Wednesday night's debate between Barack Obama and Mitt Romney underscored a core truth about America's presidential election season: the vast majority of the most consequential policy questions are completely excluded from the process. This fact is squarely at odds with a primary claim made about the two parties -- that they represent radically different political philosophies -- and illustrates how narrow the range of acceptable mainstream political debate is in the country.
In part this is because presidential elections are now conducted almost entirely like a tawdry TV reality show. Personality quirks and trivialities about the candidates dominate coverage, and voter choices, leaving little room for substantive debates.
But in larger part, this exclusion is due to the fact that, despite frequent complaints that America is plagued by a lack of bipartisanship, the two major party candidates are in full-scale agreement on many of the nation's most pressing political issues.
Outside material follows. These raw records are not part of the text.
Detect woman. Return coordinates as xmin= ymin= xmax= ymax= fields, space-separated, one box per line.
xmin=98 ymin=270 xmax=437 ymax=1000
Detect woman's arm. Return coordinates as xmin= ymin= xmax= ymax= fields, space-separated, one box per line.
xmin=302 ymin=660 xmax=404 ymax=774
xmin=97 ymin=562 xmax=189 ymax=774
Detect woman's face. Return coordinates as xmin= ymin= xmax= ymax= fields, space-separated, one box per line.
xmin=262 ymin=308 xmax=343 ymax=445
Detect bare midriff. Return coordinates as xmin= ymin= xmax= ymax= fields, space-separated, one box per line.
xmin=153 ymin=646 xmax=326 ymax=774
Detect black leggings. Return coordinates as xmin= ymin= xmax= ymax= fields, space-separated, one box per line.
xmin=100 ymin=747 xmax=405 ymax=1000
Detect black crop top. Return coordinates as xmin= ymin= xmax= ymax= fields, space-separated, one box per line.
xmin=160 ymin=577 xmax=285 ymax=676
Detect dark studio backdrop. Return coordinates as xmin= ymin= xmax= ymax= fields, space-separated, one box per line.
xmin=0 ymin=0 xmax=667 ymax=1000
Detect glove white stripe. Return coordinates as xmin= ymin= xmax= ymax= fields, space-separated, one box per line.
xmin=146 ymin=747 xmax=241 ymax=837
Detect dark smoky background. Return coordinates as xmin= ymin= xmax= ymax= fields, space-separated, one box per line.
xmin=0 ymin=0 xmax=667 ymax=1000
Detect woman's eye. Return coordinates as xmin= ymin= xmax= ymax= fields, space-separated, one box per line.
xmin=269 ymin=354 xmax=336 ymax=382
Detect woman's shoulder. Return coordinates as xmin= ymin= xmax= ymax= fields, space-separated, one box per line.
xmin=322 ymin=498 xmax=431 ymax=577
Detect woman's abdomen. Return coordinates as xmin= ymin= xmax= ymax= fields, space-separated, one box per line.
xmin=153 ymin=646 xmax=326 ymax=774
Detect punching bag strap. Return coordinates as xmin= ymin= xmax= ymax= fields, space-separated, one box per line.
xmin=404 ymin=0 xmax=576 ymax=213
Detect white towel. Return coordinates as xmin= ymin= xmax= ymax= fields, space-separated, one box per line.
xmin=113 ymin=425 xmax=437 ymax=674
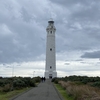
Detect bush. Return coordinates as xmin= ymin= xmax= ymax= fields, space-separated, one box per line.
xmin=13 ymin=79 xmax=26 ymax=89
xmin=30 ymin=79 xmax=36 ymax=87
xmin=2 ymin=84 xmax=11 ymax=92
xmin=34 ymin=77 xmax=41 ymax=83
As a result these are virtually ignored, drowned out by a handful of disputes that the parties relentlessly exploit to galvanise their support base and heighten fear of the other side.
Most of what matters in American political life is nowhere to be found in its national election debates. Penal policies vividly illustrate this point. America imprisons more of its citizens than any other nation on earth by far, including countries with far greater populations. As the New York Times reported in April 2008: "The United States has less than 5% of the world's population. But it has almost a quarter of the world's prisoners."
Professor Glenn Loury of Brown University has observed that these policies have turned the US into "a nation of jailers" whose "prison system has grown into a leviathan unmatched in human history." The New Yorker's Adam Gopnik called this mass incarceration "perhaps the fundamental fact [of American society], as slavery was the fundamental fact of 1850."